Vätergruppe der JVA Kleve gewinnt Preis bei bistumsweitem Wettbewerb

Kinder haben das Recht, ihren Vater zu sehen – egal, in welcher Situation dieser ist. Dieser Grundgedanke hat die Vätergruppe der Justizvollzugsanstalt (JVA) Kleve auf die Idee gebracht, einen ganz besonderen Raum in dem Gefängnis einzurichten, der anders ist als alle anderen in der Anstalt.

"Wir wollten einen Ort schaffen, an dem sich Kinder mit ihren Vätern ganz normal begegnen können", sagt Pastoralreferent Reiner Rosenberg.

Während im Umfeld graue Wände, tristes Möbiliar und Gefängnisgitter das Bild dominieren, begrüßen hier Spielzeug, Wandbilder und bunte Sitzsäcke die jungen Bescher. "Das ist eine tolle Idee, die aber nicht von der JVA, sondern von der Vätergruppe hier im Gefängnis ausgegangen ist", betont Anstaltsleiter Klaus-Dieter Schweinhagen.

Auch das Bistum Münster fand die Idee überzeugend. Beim Wettwettbewerb anlässlich des Domjubiläums, das von Freitag bis Sonntag (26. bis 28. September 2014) unter dem Motto "Willkommen im Paradies" gefeiert wird, erhielt der Besuchsraum einen der drei Preise im Kreisdekanat Kleve. Ausgezeichnet werden Projekte, die die Welt ein bisschen besser machen und eine Idee vom Paradies konkret werden lassen. Unter 100 eingereichten Vorschlägen setzte sich die Vätergruppe in Kleve durch.

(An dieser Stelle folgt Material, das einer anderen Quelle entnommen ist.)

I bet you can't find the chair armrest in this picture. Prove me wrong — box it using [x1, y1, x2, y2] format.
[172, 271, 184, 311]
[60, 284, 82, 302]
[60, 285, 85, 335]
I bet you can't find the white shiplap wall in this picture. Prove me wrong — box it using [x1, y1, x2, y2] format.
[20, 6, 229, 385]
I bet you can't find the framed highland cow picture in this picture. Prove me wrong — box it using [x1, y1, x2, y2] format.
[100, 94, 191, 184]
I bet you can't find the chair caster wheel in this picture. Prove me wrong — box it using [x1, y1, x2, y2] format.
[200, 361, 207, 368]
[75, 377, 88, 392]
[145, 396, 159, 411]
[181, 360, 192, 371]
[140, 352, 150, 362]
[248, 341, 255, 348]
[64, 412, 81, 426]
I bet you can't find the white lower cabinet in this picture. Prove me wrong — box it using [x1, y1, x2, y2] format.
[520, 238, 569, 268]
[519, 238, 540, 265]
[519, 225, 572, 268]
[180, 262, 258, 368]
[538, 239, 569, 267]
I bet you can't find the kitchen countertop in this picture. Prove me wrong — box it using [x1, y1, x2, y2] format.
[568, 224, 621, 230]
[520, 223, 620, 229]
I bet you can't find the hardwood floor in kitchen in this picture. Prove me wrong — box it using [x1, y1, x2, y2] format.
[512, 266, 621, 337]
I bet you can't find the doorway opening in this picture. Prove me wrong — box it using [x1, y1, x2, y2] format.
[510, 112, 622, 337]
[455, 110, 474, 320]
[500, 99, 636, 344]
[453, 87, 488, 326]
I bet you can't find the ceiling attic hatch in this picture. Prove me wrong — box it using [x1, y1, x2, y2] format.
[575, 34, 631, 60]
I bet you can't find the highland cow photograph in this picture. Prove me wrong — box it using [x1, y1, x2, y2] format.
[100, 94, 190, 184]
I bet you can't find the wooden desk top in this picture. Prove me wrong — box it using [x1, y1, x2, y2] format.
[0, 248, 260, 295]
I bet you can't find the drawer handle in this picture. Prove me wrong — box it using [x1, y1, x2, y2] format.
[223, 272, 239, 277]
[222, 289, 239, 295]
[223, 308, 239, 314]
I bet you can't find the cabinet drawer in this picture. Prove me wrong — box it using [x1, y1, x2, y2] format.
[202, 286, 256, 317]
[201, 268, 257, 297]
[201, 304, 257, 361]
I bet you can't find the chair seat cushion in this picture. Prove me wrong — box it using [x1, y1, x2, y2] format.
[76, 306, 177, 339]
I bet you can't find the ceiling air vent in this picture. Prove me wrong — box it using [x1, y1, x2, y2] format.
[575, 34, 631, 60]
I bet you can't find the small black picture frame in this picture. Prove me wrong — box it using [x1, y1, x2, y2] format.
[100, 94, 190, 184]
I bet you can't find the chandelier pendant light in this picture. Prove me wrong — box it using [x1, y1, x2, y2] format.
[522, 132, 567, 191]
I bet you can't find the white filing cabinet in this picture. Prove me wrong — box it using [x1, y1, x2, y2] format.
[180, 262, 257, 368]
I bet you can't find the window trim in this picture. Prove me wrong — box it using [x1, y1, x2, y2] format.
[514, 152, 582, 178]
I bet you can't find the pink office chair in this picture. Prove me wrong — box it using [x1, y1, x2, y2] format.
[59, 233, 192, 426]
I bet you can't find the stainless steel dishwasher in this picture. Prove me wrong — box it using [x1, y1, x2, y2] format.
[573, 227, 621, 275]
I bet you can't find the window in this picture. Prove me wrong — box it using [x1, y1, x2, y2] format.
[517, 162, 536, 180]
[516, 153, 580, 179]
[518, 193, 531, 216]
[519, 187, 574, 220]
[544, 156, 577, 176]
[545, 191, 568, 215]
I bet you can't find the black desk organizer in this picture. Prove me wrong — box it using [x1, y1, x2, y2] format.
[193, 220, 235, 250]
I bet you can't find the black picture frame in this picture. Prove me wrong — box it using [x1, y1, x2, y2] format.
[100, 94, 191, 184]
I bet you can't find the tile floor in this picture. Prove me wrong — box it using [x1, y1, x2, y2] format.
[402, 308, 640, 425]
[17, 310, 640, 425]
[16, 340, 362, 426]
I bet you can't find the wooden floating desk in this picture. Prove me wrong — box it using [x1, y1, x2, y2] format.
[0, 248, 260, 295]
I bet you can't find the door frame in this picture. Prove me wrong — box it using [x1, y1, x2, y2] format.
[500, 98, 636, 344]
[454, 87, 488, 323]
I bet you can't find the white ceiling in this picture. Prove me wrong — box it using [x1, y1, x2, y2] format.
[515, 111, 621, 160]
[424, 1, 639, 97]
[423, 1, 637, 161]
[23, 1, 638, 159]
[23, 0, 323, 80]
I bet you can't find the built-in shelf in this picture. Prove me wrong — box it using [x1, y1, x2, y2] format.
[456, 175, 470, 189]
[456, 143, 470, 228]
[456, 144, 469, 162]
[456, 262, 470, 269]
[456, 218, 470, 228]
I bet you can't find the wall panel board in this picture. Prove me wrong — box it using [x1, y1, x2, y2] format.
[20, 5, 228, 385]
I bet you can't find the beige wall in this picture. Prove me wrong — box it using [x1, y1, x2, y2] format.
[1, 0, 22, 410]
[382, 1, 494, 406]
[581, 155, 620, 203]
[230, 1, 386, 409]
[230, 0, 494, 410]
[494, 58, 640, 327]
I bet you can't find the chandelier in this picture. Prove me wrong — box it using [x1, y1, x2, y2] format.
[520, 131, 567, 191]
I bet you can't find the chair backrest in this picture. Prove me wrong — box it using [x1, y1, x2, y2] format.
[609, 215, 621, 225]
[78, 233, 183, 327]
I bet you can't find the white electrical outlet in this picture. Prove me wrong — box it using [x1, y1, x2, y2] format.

Alle zwei Wochen trifft sich die Gruppe im Gefängnis, zehn bis zwölf Insassen tauschen sich dann über ihre Gedanken, Probleme und Ängste aus. "Wie ehrlich man mit seinen Kindern umgeht, ist immer ein Thema", sagt Reiner Rosenberg. Oftmals werde diesen erzählt, der Vater sei im Krankenhaus oder auf Montage. "Die Männer wollen ihre Familie sehen, den Kindern aber den Gang ins Gefängnis ersparen", erzählt der Pastoralreferent. "Häufig sind die Angehörigen die wirklich Bestraften, nicht nur aus sozialen und finanziellen, sondern auch aus emotionalen Gründen", meint dazu JVA-Leiter Schweinhagen.

Der neue Raum schafft jetzt eine Atmosphäre, bei der Besucher empfangen werden können, ohne das permanente Gefühl zu haben, gefangen zu sein. "Deshalb ist er auch schon sehr beliebt. Viele der Kinder steuern den Raum direkt an, wenn sie kommen", sagt Reiner Rosenberg. Ein paar Minuten Zeit bedeuten manchmal eben die Welt. "Der Besuch ist ein ganz wichtiger Teil des Kontakts zwischen der Familie und dem Insassen", erläutert Rosenberg.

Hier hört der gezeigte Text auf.